Solve the inequation for $x$

Question

Solve for $x$ :

$ (x-1)^{2005} x^{2006} (x+1)^{2007} \le 0 $

I tried cases like : $ x-1 \le 0 $ , $ x \le 0 $ , $ x+1 \le 0 $

Answer 1

Well, let's see if we can simplify your expression first:

$$ (x-1)^{2005} x^{2006} (x+1)^{2007} \le 0 $$ $$(x^2 - 1)^{2005}x^{2006}(x+1)^{2} \le 0$$

Think, first, what qualifies $x$ to be $\le 0$? If $x$ is $0$ or a negative number, correct?

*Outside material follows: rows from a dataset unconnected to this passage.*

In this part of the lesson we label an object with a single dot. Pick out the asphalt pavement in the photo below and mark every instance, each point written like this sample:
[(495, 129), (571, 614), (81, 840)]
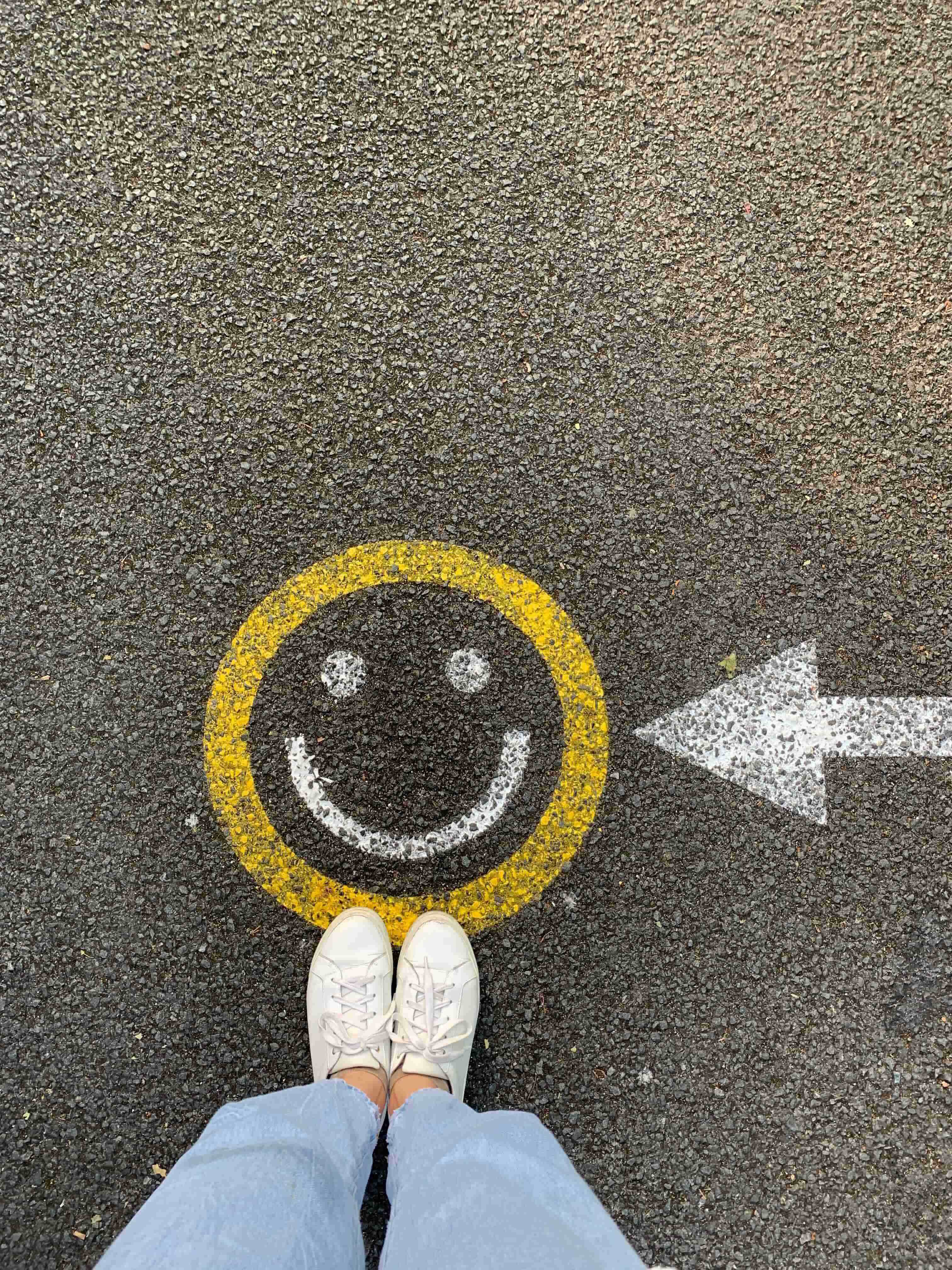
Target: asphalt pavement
[(652, 305)]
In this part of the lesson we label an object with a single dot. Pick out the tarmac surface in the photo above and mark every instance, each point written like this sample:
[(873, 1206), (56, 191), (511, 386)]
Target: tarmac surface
[(652, 305)]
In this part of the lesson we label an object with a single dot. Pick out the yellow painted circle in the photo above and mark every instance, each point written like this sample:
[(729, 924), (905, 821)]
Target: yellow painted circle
[(517, 881)]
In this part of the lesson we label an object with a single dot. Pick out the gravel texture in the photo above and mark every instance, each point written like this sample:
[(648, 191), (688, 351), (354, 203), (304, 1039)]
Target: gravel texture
[(657, 308)]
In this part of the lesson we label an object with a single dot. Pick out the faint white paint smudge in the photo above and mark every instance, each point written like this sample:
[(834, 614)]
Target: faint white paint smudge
[(468, 670), (770, 731), (482, 817), (343, 673)]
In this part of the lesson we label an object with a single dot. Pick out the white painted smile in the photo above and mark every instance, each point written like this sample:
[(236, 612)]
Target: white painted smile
[(379, 843)]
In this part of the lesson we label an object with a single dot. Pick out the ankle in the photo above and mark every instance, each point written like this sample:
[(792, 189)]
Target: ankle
[(367, 1081), (409, 1084)]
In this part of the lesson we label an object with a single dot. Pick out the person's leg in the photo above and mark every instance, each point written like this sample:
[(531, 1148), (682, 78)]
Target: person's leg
[(490, 1191), (470, 1191), (273, 1181), (277, 1181)]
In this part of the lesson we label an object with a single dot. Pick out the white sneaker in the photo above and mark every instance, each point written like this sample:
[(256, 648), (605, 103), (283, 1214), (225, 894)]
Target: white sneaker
[(349, 996), (437, 1003)]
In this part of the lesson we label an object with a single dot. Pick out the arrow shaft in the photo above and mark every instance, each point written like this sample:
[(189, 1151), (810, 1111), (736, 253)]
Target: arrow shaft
[(881, 727)]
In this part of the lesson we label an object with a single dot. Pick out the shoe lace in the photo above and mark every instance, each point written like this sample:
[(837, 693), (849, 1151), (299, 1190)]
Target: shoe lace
[(419, 1027), (352, 1027)]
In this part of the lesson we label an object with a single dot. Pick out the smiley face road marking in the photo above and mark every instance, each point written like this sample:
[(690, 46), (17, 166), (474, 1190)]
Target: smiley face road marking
[(502, 891), (480, 817)]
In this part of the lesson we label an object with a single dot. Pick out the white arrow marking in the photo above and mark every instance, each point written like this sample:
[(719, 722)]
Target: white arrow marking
[(770, 731)]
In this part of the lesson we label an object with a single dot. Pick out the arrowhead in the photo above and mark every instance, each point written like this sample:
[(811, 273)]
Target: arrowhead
[(757, 733)]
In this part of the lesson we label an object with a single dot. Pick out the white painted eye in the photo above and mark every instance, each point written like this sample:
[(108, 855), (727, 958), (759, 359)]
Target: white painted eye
[(343, 673), (468, 670)]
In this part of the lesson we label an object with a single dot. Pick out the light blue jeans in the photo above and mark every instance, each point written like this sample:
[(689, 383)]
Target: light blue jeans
[(276, 1183)]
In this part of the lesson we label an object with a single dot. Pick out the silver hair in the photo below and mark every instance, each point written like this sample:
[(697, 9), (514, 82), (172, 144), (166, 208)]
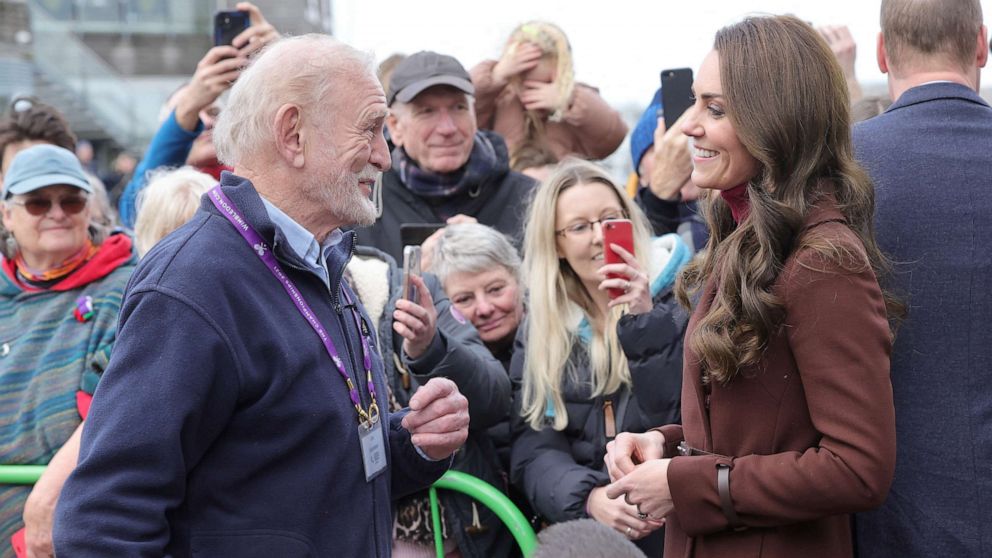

Well, our expression can be $0$ if $x = -1, 1$

Thus, now lets look when our expression yields a negative number.

Therefore, look at the powers and see which ones could be negative:

$$(x^2 - 1)^{2005}x^{2006}(x+1)^{2} \le 0$$

We can see that $(x^2 - 1)^{2005}$ can only be negative, since the other $2$ terms have even powers, meaning they will only be positive.

Therefore, when is $(x^2 - 1)^{2005} \le 0$?

Well,

$$x^2 - 1 \le 0$$

$$x^2 \le 1$$

$$-1 \le x \le 1$$

And thus we arrive at our answer.

Answer 2

By the rule of signs, $$\DeclareMathOperator{\sgn}{sgn}\sgn{(x-1)^{2005}x^{2006}(x+1)^{2007}}=\sgn{(x-1)(x+1)}=\sgn(x^2-1), $$ hence the expression is $\;\le 0\;$ if and only if $\;-1\le x\le 1$.